Ultimately, the transformative power lies in how modern AI architectures aren’t just advancing the technical integration of diverse clinical data—they’re also empowering clinicians and patients by translating that knowledge into accessible, trustworthy insights. This dual progress promises to democratize cardiovascular care and improve global outcomes. However, these breakthroughs—from multimodal integration to foundation models—depend on one critical factor: access to large, diverse, and representative clinical datasets. In medicine, data is often constrained by privacy regulations, institutional barriers, and national laws. That’s where federated learning comes in.
Federated learning has been central to your work. How would you explain what it is, and what potential does it have in an international setting?
Federated learning is a technique that allows AI models to be trained across multiple hospitals without sharing any sensitive patient data. Rather than transferring all data to a central location, the AI model travels to each institution, learns from the local data, and only sends back the learned patterns—never the raw data itself. These updates are combined to build a more accurate, robust model, while patient privacy remains fully protected.

This method holds great potential for international collaboration in healthcare. By keeping data within each country’s or hospital’s control, federated learning respects privacy laws like the European GDPR, and overcomes legal and technical barriers to data sharing. It enables researchers and clinicians across borders to work together on training AI systems, improving model accuracy and generalizability without compromising data security.
For instance, in our work with eight hospitals at the German Centre for Cardiovascular Research (DZHK), we successfully integrated diverse, partially annotated data across sites and pushed transformer AI models to function effectively in this complex setting. Looking ahead, scaling federated learning internationally could
revolutionize how clinical AI is developed and deployed worldwide, offering safer, more inclusive, and more effective healthcare solutions.
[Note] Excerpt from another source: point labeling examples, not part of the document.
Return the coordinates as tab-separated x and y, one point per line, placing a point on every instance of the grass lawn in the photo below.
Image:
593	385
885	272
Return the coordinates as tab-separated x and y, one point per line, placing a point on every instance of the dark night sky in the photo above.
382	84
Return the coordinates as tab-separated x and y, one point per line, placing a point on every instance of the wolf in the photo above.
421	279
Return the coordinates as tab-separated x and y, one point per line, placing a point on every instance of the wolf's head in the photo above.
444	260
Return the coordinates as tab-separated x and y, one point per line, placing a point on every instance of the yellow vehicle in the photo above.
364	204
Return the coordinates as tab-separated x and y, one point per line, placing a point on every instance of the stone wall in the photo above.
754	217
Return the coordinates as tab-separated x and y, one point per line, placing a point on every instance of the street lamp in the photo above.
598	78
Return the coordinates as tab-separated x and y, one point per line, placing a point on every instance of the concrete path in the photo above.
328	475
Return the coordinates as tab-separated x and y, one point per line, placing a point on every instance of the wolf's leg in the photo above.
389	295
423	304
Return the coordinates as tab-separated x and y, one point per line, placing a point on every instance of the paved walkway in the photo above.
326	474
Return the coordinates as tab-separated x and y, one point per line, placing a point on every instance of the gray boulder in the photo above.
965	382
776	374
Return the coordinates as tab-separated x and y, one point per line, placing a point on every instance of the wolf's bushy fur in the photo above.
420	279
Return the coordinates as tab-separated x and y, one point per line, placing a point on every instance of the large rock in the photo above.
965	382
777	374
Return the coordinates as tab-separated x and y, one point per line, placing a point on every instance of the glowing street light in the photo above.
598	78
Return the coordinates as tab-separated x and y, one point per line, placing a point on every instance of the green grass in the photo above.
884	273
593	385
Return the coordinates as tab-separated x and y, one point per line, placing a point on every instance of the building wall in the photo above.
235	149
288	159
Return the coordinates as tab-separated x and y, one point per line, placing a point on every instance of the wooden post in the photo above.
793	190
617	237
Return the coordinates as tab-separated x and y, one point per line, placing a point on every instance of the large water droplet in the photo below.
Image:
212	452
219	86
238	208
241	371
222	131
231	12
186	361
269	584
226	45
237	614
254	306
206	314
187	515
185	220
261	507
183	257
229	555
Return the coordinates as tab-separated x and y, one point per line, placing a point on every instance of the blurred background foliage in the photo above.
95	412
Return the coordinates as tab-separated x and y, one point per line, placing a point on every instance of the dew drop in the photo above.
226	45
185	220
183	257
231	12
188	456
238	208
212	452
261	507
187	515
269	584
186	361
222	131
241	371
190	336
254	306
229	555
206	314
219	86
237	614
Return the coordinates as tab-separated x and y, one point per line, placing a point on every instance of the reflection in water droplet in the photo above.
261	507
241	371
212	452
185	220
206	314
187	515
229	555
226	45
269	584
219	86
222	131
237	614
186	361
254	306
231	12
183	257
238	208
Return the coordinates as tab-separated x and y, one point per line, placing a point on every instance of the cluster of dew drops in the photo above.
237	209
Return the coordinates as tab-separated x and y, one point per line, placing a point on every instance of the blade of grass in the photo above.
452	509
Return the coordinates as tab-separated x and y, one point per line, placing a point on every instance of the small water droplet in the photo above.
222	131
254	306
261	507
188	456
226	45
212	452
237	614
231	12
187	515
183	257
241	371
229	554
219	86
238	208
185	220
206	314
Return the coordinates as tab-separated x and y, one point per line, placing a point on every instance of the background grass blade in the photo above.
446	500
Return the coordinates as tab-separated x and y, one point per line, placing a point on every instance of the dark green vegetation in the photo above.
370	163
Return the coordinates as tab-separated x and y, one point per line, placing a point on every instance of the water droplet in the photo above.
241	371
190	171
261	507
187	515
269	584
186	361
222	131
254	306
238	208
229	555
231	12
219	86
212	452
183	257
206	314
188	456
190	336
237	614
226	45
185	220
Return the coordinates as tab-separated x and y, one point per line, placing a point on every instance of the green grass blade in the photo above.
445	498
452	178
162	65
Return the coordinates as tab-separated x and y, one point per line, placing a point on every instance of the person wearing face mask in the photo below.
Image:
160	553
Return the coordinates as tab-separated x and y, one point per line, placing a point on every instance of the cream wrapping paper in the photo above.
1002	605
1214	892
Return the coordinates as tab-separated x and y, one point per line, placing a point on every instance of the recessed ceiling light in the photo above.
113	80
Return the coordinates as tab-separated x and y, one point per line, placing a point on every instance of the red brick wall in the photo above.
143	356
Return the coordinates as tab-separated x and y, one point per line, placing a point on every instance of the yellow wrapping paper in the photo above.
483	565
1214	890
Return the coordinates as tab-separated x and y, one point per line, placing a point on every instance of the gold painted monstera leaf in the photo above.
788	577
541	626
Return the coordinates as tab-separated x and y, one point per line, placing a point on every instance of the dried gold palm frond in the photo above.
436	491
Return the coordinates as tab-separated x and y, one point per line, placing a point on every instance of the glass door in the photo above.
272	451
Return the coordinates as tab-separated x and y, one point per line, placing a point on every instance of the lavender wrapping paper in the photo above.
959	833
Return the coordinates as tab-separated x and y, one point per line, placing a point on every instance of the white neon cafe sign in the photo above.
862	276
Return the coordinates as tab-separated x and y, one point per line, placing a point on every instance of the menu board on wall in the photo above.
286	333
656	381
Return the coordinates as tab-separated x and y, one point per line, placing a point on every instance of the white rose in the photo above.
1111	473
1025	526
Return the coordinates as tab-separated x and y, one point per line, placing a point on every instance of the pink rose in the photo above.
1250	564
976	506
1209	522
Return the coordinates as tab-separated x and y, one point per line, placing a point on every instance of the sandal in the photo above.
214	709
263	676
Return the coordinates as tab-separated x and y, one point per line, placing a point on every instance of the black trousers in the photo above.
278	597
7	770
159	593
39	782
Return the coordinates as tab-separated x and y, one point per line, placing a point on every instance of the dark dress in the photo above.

If you had to explain in one sentence—to someone completely outside your field—what makes your work impactful, what would you say?
I would say that my group at Heidelberg University Hospital develops novel AI approaches that “listen” to the heart in ways doctors can’t, and then help explain what it hears to the people who need to understand it most. I basically work at the intersection of AI, medicine, and law to ensure that data access can be provided safely, fairly, and meaningfully across borders to gain life-saving insights.